The Asia Pacific region was the global leader for new onshore wind installations in 2019, installing 28.1GW of new capacity, more than half of the total new global capacity. Despite a slump in Germany’s wind market, Europe still saw a 30 per cent year-on-year growth for its onshore wind market, driven by strong growth in Spain, Sweden and Greece. Emerging markets for wind in Africa, the Middle East, Latin America and South East Asia also showed moderate growth in 2019, with combined installations of 4.5 GW.
Looking to offshore wind, 2019 was a record year for the sector with an impressive 6.1 GW installed and now accounting for 10 per cent of total wind installations globally. This growth was led by China, which remains in the number-one position for new offshore capacity with 2.3 GW installed in 2019. In terms of cumulative offshore wind capacity, the UK remains in the top spot with 9.7 GW, accounting for nearly one-third of the 29.1 GW of total global capacity.

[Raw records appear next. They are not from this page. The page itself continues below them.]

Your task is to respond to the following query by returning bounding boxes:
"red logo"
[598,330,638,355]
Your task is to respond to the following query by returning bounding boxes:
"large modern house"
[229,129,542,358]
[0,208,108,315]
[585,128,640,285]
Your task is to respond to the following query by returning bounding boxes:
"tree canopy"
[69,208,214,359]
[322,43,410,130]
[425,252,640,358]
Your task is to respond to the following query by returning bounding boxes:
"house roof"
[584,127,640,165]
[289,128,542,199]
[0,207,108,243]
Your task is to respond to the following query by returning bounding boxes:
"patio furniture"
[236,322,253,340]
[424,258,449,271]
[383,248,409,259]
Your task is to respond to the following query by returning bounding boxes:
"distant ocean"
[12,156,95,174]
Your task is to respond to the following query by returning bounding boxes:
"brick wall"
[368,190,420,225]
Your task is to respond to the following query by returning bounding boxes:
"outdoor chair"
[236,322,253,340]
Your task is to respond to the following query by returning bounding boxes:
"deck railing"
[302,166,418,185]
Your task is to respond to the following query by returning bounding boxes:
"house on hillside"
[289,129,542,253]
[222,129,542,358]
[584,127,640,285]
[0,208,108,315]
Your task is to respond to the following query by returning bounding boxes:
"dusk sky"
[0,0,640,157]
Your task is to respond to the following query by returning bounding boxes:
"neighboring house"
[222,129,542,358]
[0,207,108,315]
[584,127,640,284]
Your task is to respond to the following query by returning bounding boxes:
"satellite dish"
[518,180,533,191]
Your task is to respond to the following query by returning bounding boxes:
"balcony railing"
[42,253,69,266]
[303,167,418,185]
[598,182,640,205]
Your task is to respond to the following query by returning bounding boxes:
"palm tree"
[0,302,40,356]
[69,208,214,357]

The report forecasts that this growth will continue, with over 355 GW of wind energy capacity added over the next five years. This would mean that we would see 71 GW of wind energy added each year to the end of 2024, with offshore wind expanding its share of total wind energy installations to 20 per cent by that time.
This forecast will undoubtedly be impacted by the ongoing COVID-19 pandemic, due to disruptions to global supply chains and project execution in 2020. However, it is too soon to predict the extent of the virus’s impact on the wider global economy and energy markets. GWEC Market Intelligence is monitoring the situation closely, and will publish an updated Market Outlook for 2020-2024 in Q2 2020.